こいをしたひ

あの時のあれは恋だったのだなあと振り返った時、気持ちや風景が頭に流れ込んできて辛くて泣きそうになる。君の笑い方や、手の小ささやこちらを見上げてくる仕草や声や目ややりとりした手紙や放課後の教室の時間の流れ方が。何もかもが、恋と気付かぬままにもうこんなにも時間が過ぎました。
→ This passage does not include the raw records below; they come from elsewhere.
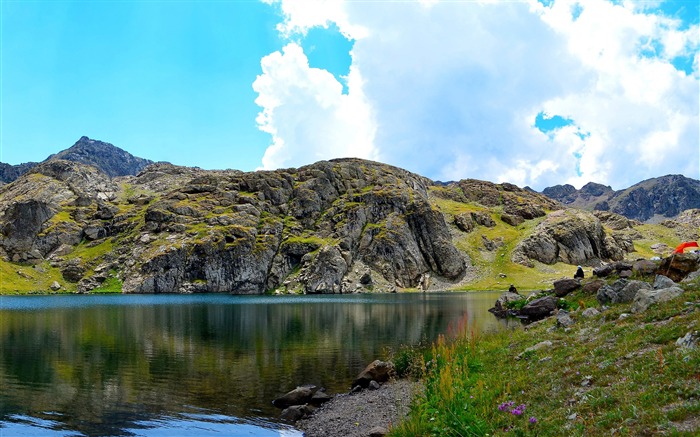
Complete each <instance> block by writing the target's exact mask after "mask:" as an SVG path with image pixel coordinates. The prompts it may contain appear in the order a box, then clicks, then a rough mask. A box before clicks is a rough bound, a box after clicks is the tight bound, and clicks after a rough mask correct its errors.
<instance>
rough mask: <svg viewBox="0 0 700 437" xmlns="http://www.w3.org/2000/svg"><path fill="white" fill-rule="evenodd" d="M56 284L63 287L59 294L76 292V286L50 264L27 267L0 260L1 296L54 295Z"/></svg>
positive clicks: (30, 266) (25, 265)
mask: <svg viewBox="0 0 700 437" xmlns="http://www.w3.org/2000/svg"><path fill="white" fill-rule="evenodd" d="M54 282H58V283H59V285H61V287H62V288H61V289H60V290H58V291H57V292H59V293H62V292H63V293H65V292H70V291H74V290H75V284H71V283H69V282H66V281H64V280H63V276H62V275H61V272H60V270H59V269H57V268H55V267H51V265H50V264H49V263H48V262H43V263H41V264H38V265H27V264H17V263H12V262H9V261H4V260H2V259H0V294H17V293H19V294H27V293H52V292H54V291H53V290H51V284H53V283H54Z"/></svg>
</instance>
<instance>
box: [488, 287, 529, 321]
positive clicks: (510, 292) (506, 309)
mask: <svg viewBox="0 0 700 437" xmlns="http://www.w3.org/2000/svg"><path fill="white" fill-rule="evenodd" d="M523 299H525V298H524V297H523V296H521V295H519V294H518V293H511V292H510V291H506V292H505V293H503V294H502V295H500V296H499V297H498V299H496V303H495V304H494V306H493V308H491V309H489V311H490V312H492V313H493V314H494V315H496V316H497V317H505V316H506V315H507V313H508V303H510V302H515V301H518V300H523Z"/></svg>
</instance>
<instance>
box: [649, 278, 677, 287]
mask: <svg viewBox="0 0 700 437" xmlns="http://www.w3.org/2000/svg"><path fill="white" fill-rule="evenodd" d="M674 286H676V283H675V282H673V280H672V279H670V278H667V277H666V276H664V275H656V278H654V290H659V289H662V288H669V287H674Z"/></svg>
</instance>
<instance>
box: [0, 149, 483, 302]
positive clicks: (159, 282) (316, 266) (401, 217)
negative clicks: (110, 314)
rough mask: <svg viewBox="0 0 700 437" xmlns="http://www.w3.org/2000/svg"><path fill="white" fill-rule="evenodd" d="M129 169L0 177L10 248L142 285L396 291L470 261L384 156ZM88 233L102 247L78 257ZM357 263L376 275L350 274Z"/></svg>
mask: <svg viewBox="0 0 700 437" xmlns="http://www.w3.org/2000/svg"><path fill="white" fill-rule="evenodd" d="M82 141H83V142H88V140H87V139H83V140H82ZM93 145H94V144H93ZM81 147H82V146H81ZM120 181H121V182H120V185H117V184H116V183H115V182H114V181H113V180H112V179H110V178H109V177H108V176H107V175H105V174H104V173H102V172H100V171H99V170H98V169H96V168H95V167H91V166H86V165H82V164H79V163H75V162H71V161H63V160H54V159H52V160H50V161H47V162H45V163H42V164H40V165H38V166H36V167H35V168H34V169H32V170H30V172H29V173H27V174H25V175H23V176H21V177H20V179H18V180H17V181H15V182H14V183H11V184H8V185H5V186H3V187H0V232H2V236H3V238H2V241H0V247H1V248H2V253H0V255H2V256H3V257H5V258H6V259H8V260H11V261H16V262H33V261H39V260H44V259H49V258H55V260H54V261H53V262H54V264H55V266H57V267H59V268H60V269H61V270H62V272H63V273H64V278H65V279H66V280H69V281H73V282H75V281H81V284H82V283H83V281H84V282H85V284H84V285H85V287H86V289H89V287H90V285H91V284H96V283H99V281H97V282H95V281H92V282H91V281H89V280H88V279H89V278H83V276H84V275H85V274H86V273H87V274H89V275H92V272H93V271H95V269H96V268H98V267H100V268H101V269H102V270H103V271H105V270H106V271H109V270H117V271H119V274H120V277H121V278H122V280H123V290H124V291H125V292H135V293H166V292H167V293H170V292H233V293H241V294H250V293H255V294H257V293H263V292H265V291H267V290H274V289H280V288H281V289H282V290H283V291H295V292H304V293H343V292H349V291H354V290H355V289H356V288H355V287H356V286H360V287H361V288H362V287H373V288H374V289H375V290H377V291H390V290H392V289H394V287H397V286H398V287H416V286H418V285H419V283H425V281H426V278H428V277H432V278H441V279H443V280H457V279H459V278H460V276H461V275H463V274H464V272H465V270H466V268H467V266H468V265H469V264H470V260H469V258H468V256H466V255H465V254H463V253H462V252H460V251H458V250H457V249H456V248H455V246H454V245H453V244H452V240H451V235H450V232H449V229H448V226H447V224H446V222H445V219H444V216H443V215H442V213H440V212H439V211H438V210H436V209H434V208H433V207H432V206H431V204H430V202H429V199H428V187H429V186H430V184H431V181H430V180H428V179H426V178H423V177H421V176H418V175H415V174H412V173H409V172H407V171H405V170H401V169H398V168H395V167H390V166H387V165H383V164H378V163H374V162H370V161H362V160H353V159H346V160H335V161H331V162H319V163H316V164H313V165H310V166H306V167H302V168H300V169H289V170H280V171H274V172H253V173H242V172H240V171H204V170H199V169H192V168H184V167H177V166H173V165H170V164H156V165H152V166H150V167H149V168H148V169H146V170H145V171H143V172H141V173H140V174H139V175H137V176H135V177H127V178H122V179H120ZM81 241H84V242H87V243H89V245H90V247H94V248H95V249H93V252H97V253H101V252H100V251H103V252H105V253H104V255H102V256H99V257H96V258H95V259H94V260H91V261H89V262H88V264H84V263H81V264H79V265H76V264H75V263H74V262H73V261H74V260H71V259H69V258H71V257H70V252H71V251H72V250H73V249H72V248H73V247H75V246H76V245H78V243H80V242H81ZM358 266H360V267H361V268H362V270H363V271H364V270H367V273H368V274H369V276H368V277H369V278H370V281H366V280H365V282H364V283H360V282H358V284H359V285H358V284H351V283H349V281H347V280H346V279H347V278H348V276H349V274H350V273H351V272H352V271H353V270H355V269H356V268H358ZM101 278H102V277H101ZM102 279H103V278H102ZM421 281H422V282H421Z"/></svg>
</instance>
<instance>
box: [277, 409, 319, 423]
mask: <svg viewBox="0 0 700 437" xmlns="http://www.w3.org/2000/svg"><path fill="white" fill-rule="evenodd" d="M309 414H311V409H310V408H309V407H308V406H306V405H292V406H290V407H287V408H285V409H284V410H282V413H280V418H281V419H282V420H284V421H287V422H292V423H293V422H296V421H297V420H301V419H303V418H304V417H306V416H308V415H309Z"/></svg>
あの頃の私は何が恋で何がそうじゃないかなんて愚鈍なくらい気付けないような子どもで、給食をおかわりして喜んでたり放課後に本屋で立ち読みをするような、他の子たちが当たり前に楽しんでいる青春から遠ざかって暮らしていた。でもそれが楽しくてやっていたのでそれはそれでいいとして、それでも恋はしていた。知らないうちにしていた。会話をすることが、授業中に香り付きのペンで手紙を書く事が、帰り道を共にして色んな話をすることが何よりの楽しみだった。ふざけてほっぺにキスをした。手を繋いで歩いた。あの時の、妙な高揚感は、慣れない事をしたからじゃなくただ欲情していたんだと言われれば合点がいく。それから5年も経って酔っぱらったあの子の頬にふざけたフリをしてキスをした。多分もう会えないんだろうなと、思いながら。ほんとにこれで、恋が終わった気がした。